A book never gets judged by its cover, and it would be unwise to judge Dick Wolf's life by the symbol of success it is alone. Beneath the glitz and glamor is a man who worked hard for what he has and fought hard to protect it.
Wolf is famous for producing and writing the "Law and Order" franchise. He single-handedly thought of the story back in the early '90s and pushed to have it greenlighted on television.
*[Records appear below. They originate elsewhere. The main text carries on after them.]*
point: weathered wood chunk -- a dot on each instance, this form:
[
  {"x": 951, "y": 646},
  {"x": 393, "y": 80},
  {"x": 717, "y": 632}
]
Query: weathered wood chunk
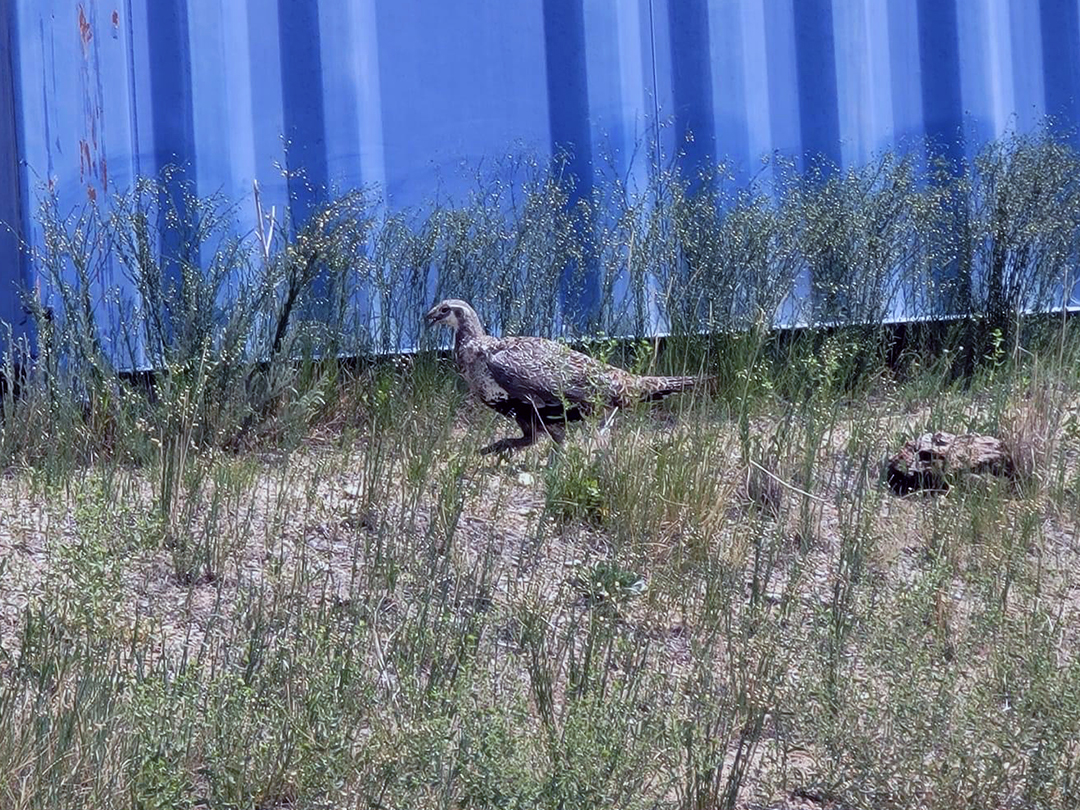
[{"x": 934, "y": 461}]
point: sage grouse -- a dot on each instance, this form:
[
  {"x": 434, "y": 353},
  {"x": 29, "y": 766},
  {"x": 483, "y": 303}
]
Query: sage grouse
[{"x": 537, "y": 382}]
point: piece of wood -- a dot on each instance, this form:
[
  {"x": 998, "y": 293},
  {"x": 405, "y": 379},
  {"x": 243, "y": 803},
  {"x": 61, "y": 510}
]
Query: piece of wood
[{"x": 934, "y": 461}]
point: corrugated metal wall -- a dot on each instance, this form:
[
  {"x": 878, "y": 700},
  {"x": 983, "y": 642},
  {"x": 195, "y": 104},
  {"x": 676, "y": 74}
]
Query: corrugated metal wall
[{"x": 402, "y": 93}]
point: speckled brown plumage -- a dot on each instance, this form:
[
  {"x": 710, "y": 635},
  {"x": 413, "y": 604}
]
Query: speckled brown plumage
[{"x": 537, "y": 382}]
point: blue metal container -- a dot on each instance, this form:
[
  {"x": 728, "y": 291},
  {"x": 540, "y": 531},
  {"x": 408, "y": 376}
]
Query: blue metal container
[{"x": 404, "y": 93}]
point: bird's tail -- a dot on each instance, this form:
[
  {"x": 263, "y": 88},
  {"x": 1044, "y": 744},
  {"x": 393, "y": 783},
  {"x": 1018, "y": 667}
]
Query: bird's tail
[{"x": 650, "y": 389}]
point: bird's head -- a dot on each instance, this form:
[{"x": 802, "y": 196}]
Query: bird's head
[{"x": 451, "y": 312}]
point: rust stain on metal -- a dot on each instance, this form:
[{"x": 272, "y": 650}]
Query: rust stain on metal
[{"x": 85, "y": 31}]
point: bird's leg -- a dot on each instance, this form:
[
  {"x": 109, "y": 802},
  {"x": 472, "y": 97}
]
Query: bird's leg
[
  {"x": 556, "y": 431},
  {"x": 606, "y": 424},
  {"x": 528, "y": 437}
]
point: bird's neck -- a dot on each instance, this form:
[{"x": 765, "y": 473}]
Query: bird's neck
[{"x": 468, "y": 329}]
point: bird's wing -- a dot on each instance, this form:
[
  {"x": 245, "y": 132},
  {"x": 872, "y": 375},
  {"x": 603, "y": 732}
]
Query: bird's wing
[{"x": 549, "y": 374}]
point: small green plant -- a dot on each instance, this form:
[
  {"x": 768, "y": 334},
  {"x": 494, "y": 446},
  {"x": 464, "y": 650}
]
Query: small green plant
[{"x": 575, "y": 487}]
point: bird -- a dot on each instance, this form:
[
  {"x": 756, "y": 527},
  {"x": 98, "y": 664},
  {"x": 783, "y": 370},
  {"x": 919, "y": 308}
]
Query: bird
[{"x": 540, "y": 383}]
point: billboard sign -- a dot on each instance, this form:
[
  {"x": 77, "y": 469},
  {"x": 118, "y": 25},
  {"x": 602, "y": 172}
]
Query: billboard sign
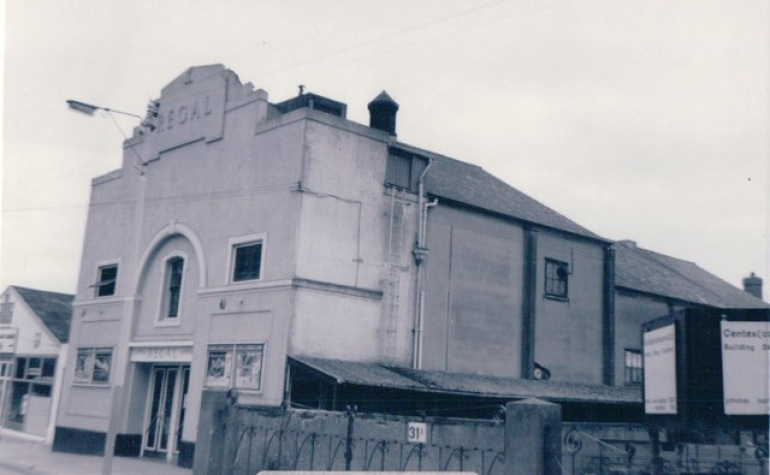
[
  {"x": 660, "y": 370},
  {"x": 745, "y": 349}
]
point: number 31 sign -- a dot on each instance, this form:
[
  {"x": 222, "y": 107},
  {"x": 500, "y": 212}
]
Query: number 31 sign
[{"x": 417, "y": 432}]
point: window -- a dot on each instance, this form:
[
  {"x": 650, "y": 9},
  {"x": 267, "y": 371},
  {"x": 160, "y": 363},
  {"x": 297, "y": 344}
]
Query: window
[
  {"x": 404, "y": 168},
  {"x": 49, "y": 368},
  {"x": 398, "y": 173},
  {"x": 633, "y": 368},
  {"x": 108, "y": 277},
  {"x": 235, "y": 366},
  {"x": 34, "y": 368},
  {"x": 93, "y": 365},
  {"x": 247, "y": 261},
  {"x": 173, "y": 287},
  {"x": 6, "y": 311},
  {"x": 556, "y": 279}
]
Peter Scanavino; Kelli Giddish; Dick Wolf, Creator and Executive Producer; Mariska Hargitay; Ice T at the Paley Center for Media, September 25, 2019 | Photo: Getty Images
HE WAS CONFIDENT HE WOULD SUCCEED
At the time the show was still relatively new and was the only show getting filmed in New York City. It lost some of its viewers to "Roseanne" when NBC changed its time slot. It went from 10 p.m. to 9 p.m.
The loss didn't deter Wolf, and he was confident his show would do well, which it did. The success of the show led to the creation of "Law and Order: SVU" and "Law and Order: Criminal Intent."
HE TAKES NOTHING FOR GRANTED
SVU remains the only show from the franchise still airing, and it has been on TV for over two decades. On the success of the show, the producer puts it down to quality control and having the best team.
He grew up on the grounds of NBC studios, where his parents worked in the publicity department.
Wolf does not take his success for granted. He once said that the movie business is one of strange left turns and incredible timing, and the difference between success and failure in Hollywood is a knife's edge.
HE FOUGHT FOR HIS MONEY
This makes him guard what he has jealously, and he once had to fight for it. The fight was with his second wife, Christine Wolf.
After the former couple got divorced in 2003, Christine sued Wolf for more money, alleging that he failed to disclose the full extent of his wealth. It resulted in a legal battle that lasted for 12 years, with the producer's wife asking for millions of dollars.
HE MASTERED THE CURVES
While that would have made most men shy away from love, the TV mogul re-embraced it in 2006. He married his current wife Noelle Lipman, and they share two kids.
Born on December 20 '46, Wolf started in advertising. He grew up on the grounds of NBC studios, where his parents worked in the publicity department.
He later quit advertising to work as a writer. The first work the New York native did was "Hill Street Blues," and he also produced it.
Wolf mastered the curves life threw at him and came out on top. He continues to triumph in his craft, and as for challenges, he faces them with the confidence that there's no problem without a solution.